Using Google’s corporate tax affairs to catapult your story into the media
Interesting piece in The Express from earlier this week. It’s not interesting because it’s a story about HMRC flouting it’s own rules or even because it’s a story about blatant bullying. This is interesting because The Express have used the public interest in Google to make the story newsworthy.
The Express would not have considered this case newsworthy a year ago. “Where is the news interest to our readers?” They would argue, then explain, “If you are not being investigated by HMRC this means nothing to you plus there are technical aspects to it that are simply not sexy and anyway there’s no smoke without fire.”
Now – because of the public interest in Google’s corporate tax affairs – the story has a life; it’s not just the story of somebody being bullied by HMRC, it’s become a “one rule for us and one rule for them” story.
If you are trying to generate for media coverage just adding Google into your story in the same way it’s been done here could give it the ‘spin’ that’s needed to get it in the public eye.
Here’s the piece:
HMRC aims at mother of two while continuing ‘soft’ treatment of Google
HM Revenue & Customs has been accused of driving a mother of two to the brink of ruin with its demands, in contrast to the “soft” treatment received by multinationals like Google.
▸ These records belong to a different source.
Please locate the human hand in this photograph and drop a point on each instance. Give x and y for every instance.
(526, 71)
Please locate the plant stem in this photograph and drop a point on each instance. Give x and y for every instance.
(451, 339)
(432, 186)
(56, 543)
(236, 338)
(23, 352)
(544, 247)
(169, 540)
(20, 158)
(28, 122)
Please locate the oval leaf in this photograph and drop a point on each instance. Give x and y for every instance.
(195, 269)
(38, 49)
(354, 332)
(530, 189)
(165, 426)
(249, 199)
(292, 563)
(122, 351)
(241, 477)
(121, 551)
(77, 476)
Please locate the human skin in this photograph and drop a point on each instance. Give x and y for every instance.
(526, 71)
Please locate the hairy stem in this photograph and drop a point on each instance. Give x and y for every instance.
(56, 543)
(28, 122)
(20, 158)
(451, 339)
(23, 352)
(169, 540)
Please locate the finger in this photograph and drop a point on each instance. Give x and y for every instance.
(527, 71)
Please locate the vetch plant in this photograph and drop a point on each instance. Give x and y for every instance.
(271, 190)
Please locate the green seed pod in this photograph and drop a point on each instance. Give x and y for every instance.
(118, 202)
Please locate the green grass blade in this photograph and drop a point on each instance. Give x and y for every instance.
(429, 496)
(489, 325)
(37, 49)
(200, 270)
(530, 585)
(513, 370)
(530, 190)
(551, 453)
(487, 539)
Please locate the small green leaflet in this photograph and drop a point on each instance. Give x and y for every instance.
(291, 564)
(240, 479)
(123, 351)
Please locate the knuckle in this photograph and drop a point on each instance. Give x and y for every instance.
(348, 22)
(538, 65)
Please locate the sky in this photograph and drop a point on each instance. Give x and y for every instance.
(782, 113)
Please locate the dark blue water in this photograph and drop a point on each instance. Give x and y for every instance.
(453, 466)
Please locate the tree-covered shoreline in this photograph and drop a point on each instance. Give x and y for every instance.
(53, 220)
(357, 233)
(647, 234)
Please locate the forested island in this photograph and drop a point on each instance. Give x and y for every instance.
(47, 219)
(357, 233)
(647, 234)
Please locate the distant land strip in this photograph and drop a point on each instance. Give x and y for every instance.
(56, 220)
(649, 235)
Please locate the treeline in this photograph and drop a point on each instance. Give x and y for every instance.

The taxman is pursuing “J”, the sole breadwinner in her household, for £15,000 in unpaid taxes on a redundancy payment that she received in 2009.At the time, J informed HMRC of her position and paid what she believed to be the correct amount of tax.
However, in August 2013, the taxman opened an inquiry into her tax affairs for 2009/10 and demanded full payment.J’s legal team say the taxman is unfairly pursuing her as under its own guidelines, it should have waived the money owed because of the length of time it took to find the error.
They also claim that HMRC says that it altered the rules in 2005, under which it is making the demands on her, only to change them back to their original form in 2013.The case is expected to be heard in the High Court in Birmingham in the summer and J, who is being assisted on a pro bono basis by Zenith Tax Solutions and her barristers, fears that she will be ruined if HMRC wins.
Although she could cope with paying the £15,000 demanded by HMRC, the legal costs will be too much.David Logan, a partner at Zenith, said it was a scandal that HMRC is “throwing the book” at J, given the treatment large corporations have received when issued with tax demands.